Virtual Reality-Based Preoperative Planning for Optimized Trocar Placement in Thoracic Surgery: A Preliminary Study
Arash Harirpoush, George Rakovich, Marta Kersten-Oertel, Yiming Xiao
TL;DR
The study addresses variability in trocar placement during VATS by introducing a VR-based preoperative planning tool that encodes established principles (BDP/TTP) and is informed by an expert thoracic surgeon. It combines patient-specific 3D thoracic models, VR interaction (pivoting and hand-grabbing), and a voxelized operable-volume metric to plan trocar and camera placements. A preliminary study in right upper lobectomy with three trocars demonstrates high usability (SUS around 82) and efficient planning, with quantitative metrics showing feasible trajectory distances and a 1 L operable volume. The work offers a blueprint for VR systems in thoracic surgery planning and indicates potential benefits for reducing operative time, crowding, and fatigue, while guiding future clinical validation.
Abstract
Video-assisted thoracic surgery (VATS) is a minimally invasive approach for treating early-stage non-small-cell lung cancer. Optimal trocar placement during VATS ensures comprehensive access to the thoracic cavity, provides a panoramic endoscopic view, and prevents instrument crowding. While established principles such as the Baseball Diamond Principle (BDP) and Triangle Target Principle (TTP) exist, surgeons mainly rely on experience and patient-specific anatomy for trocar placement, potentially leading to sub-optimal surgical plans that increase operative time and fatigue.
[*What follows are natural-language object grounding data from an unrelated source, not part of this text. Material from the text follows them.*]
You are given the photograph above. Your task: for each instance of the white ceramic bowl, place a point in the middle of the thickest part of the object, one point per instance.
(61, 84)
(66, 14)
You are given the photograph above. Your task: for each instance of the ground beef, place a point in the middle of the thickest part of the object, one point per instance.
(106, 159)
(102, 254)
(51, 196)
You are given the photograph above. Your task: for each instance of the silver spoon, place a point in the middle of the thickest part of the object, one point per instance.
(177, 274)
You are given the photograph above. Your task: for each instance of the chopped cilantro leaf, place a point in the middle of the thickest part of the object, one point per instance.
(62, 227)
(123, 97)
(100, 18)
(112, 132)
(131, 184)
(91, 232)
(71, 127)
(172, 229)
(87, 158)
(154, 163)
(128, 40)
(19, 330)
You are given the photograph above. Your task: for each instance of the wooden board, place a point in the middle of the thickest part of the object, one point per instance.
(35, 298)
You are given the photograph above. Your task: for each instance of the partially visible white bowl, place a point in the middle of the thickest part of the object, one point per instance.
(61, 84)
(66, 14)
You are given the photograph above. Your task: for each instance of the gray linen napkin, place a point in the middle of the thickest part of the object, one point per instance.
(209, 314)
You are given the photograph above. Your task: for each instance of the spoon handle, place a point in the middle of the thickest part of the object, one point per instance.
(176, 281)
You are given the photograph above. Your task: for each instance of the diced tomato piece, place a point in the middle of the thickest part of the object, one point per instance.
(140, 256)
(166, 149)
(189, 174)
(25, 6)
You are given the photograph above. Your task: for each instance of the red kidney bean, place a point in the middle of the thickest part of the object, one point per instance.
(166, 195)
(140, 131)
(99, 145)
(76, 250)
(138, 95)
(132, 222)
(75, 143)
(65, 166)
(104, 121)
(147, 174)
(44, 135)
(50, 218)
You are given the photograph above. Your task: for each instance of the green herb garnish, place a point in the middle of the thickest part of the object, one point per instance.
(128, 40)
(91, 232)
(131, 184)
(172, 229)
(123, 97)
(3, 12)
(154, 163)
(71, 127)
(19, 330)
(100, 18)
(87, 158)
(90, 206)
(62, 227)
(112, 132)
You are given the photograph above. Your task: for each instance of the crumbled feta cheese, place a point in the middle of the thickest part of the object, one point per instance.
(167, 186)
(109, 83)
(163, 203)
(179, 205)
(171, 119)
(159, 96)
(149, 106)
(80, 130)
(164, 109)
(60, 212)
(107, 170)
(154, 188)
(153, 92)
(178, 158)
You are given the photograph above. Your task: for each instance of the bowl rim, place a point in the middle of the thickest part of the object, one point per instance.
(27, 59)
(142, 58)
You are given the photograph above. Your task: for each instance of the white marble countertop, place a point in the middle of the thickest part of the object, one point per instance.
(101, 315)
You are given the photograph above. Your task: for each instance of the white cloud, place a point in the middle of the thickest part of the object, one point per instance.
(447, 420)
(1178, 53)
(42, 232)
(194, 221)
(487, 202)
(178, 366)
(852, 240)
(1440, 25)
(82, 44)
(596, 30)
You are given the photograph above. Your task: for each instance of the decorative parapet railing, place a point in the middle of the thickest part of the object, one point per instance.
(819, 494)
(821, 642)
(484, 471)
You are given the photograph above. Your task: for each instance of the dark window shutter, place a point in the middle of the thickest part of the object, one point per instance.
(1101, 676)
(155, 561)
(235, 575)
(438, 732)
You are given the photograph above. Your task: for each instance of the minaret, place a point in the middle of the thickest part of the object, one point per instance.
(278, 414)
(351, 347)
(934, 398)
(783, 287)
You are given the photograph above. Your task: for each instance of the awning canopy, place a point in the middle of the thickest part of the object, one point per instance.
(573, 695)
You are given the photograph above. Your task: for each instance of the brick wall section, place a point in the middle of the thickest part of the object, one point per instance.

To address this, we present the first virtual reality (VR)-based pre-operative planning tool with tailored data visualization and interaction designs for efficient and optimal VATS trocar placement, following the established surgical principles and consultation with an experienced surgeon. In our preliminary study, we demonstrate the system's application in right upper lung lobectomy, a common thoracic procedure typically using three trocars. A preliminary user study of our system indicates it is efficient, robust, and user-friendly for planning optimal trocar placement, with a great promise for clinical application while offering potentially valuable insights for the development of other surgical VR systems.